Member of the Legislative Assembly of Quebec for Rouville
- In office 1881–1886
- Preceded by: Flavien-Guillaume Bouthillier
- Succeeded by: Edmond Lareau

Personal details
- Born: June 27, 1835 Sainte-Marie-de-Monnoir, Lower Canada
- Died: October 25, 1901 (aged 66) Sainte-Marie-de-Monnoir, Quebec
- Party: Conservative
- Relations: Joseph-Napoléon Poulin, brother

= Étienne Poulin =

Canadian politician

Étienne Poulin (June 27, 1835 - October 25, 1901) was a farmer and political figure in Quebec. He represented Rouville in the Legislative Assembly of Quebec from 1881 to 1886 as a Conservative.

He was born in Sainte-Marie-de-Monnoir, Lower Canada, the son of Étienne Poulin and Charlotte Hébert, and was educated at the Collège de Saint-Hyacinthe. In 1854, he married Marcelline Vigeant.
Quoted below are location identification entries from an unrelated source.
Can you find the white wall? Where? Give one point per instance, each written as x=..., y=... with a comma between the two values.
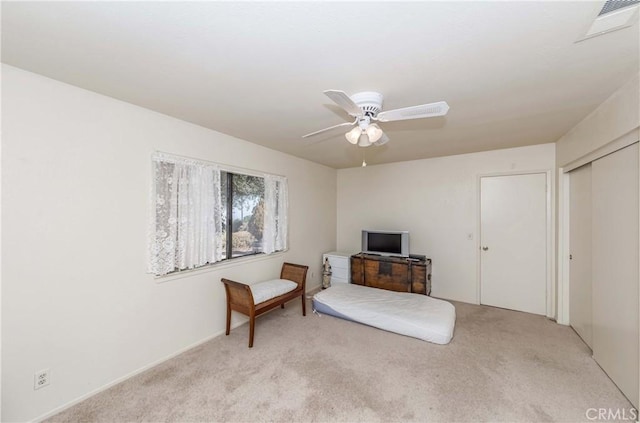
x=437, y=201
x=75, y=183
x=615, y=117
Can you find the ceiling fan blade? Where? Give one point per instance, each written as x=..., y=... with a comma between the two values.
x=343, y=100
x=383, y=140
x=415, y=112
x=330, y=128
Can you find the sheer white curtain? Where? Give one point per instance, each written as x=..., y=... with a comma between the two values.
x=275, y=214
x=186, y=229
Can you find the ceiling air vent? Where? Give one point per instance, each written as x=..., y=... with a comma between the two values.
x=615, y=15
x=612, y=5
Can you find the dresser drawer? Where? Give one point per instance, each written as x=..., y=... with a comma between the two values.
x=340, y=273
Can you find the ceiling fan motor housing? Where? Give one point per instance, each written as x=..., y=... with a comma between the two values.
x=370, y=102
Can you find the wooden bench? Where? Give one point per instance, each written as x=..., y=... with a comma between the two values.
x=253, y=300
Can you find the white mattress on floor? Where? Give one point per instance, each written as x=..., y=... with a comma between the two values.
x=415, y=315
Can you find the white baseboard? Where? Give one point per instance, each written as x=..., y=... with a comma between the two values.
x=132, y=374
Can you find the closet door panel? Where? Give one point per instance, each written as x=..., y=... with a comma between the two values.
x=580, y=289
x=615, y=267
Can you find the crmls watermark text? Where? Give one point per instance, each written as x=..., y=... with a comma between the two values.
x=608, y=414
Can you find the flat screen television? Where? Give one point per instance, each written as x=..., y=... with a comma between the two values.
x=386, y=243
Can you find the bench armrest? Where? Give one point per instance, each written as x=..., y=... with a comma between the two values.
x=238, y=293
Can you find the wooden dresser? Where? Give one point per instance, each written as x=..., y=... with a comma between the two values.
x=392, y=273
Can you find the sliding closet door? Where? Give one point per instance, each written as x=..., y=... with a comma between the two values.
x=580, y=249
x=615, y=267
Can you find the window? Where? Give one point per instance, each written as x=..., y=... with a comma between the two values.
x=204, y=213
x=243, y=201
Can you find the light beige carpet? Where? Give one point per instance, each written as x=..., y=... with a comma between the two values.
x=500, y=366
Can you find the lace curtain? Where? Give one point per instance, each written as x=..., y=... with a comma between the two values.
x=186, y=230
x=186, y=225
x=275, y=214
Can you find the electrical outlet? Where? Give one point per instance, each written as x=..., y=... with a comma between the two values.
x=41, y=379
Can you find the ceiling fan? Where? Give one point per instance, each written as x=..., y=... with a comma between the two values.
x=366, y=108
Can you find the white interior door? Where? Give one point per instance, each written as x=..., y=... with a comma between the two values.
x=513, y=234
x=580, y=249
x=615, y=267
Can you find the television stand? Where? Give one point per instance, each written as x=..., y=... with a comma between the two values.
x=412, y=274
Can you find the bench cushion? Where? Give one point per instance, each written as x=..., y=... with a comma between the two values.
x=264, y=291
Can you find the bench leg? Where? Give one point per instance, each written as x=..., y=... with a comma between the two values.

Poulin was president of the school board for Marieville from 1868 to 1871 and from 1881 to 1882. He was mayor of Sainte-Marie-de-Monnoir in 1882. He was defeated when he ran for reelection in 1886 and 1890 and again in Iberville in 1897. He died in Sainte-Marie-de-Monnoir at the age of 66.

His older brother Joseph-Napoléon served in the legislative assembly and legislative council for the Province of Canada.